El mundo a su alrededor perdió el color, todo lo que podía ver eran los ojos rojos llenos de furia de la rubia que se acercaba lentamente. Sus mechones rosas se habían convertido en fuego y apretaba los puños con una fuerza que de un puñetazo podría poner a Japón en órbita.

Cada paso que daba mandaba una onda de choque que hacía que la escuela entera retumbara, los vidrios vibraban con violencia, se activaron las alarmas de los autos, los pájaros en los árboles volaron asustados, los animales del refugio aullaban como si el mundo se fuera acabar.

Raku nunca había visto a la rubia tan furiosa, era como ver al diablo con tus propios ojos. Pero eso no hizo que se separara de Onodera, algo dentro de él le decía que debía protegerla. De hecho todo lo contrario, la abrazo aun más fuerte como si fuera el último momento de sus vidas.

Raku volteo a ver una última vez a Onodera quien descansaba cómodamente en el pecho del joven, ni siquiera notando que se acercaba el apocalipsis.

Einstein tenía razón, el tiempo es relativo al observador, cuando vez a la muerte acercarse a ti de esa manera el tiempo se detiene, tu vida entera pasa frente a tus ojos en un instante. Y en ese momento entendió que este sería su fin, pero todo estaba bien, el chico estaba dispuesto a sufrir, a morir por amor, por la elección correcta. Cerró sus ojos y...

"Y?"

"Uh?" con miedo el chico abrió con lentamente sus ojos, dejando ver a una rubia totalmente calmada con las manos a la cintura, esperando una respuesta.

"Como esta?" pregunto la rubia.

"Cómo es que sigo con vida..." dijo atónito el chico.

"Idiota, puedo golpearte si así lo quieres" Suspiro y continuo "Estaba tratando de asustarlos... Ruri-chan me explico la situación, crees que no note que estaba teniendo un día terrible?
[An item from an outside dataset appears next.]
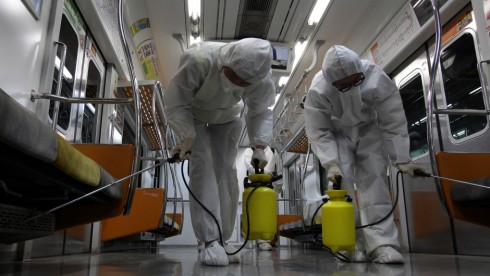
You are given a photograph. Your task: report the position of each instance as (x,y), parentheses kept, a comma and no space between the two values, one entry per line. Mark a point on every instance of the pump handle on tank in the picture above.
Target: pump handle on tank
(338,182)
Ruri y yo tratamos de ayudarla temprano pero nada daba resultado... y bien? Como esta?"

Raku observó a la chica en sus brazos que dormía plácidamente "Parece que se quedó dormida" se separó de ella, tomó sus piernas y la cargó como una princesa "voy a llevarla a la enfermería para que descan- *Hic*... oh mierda".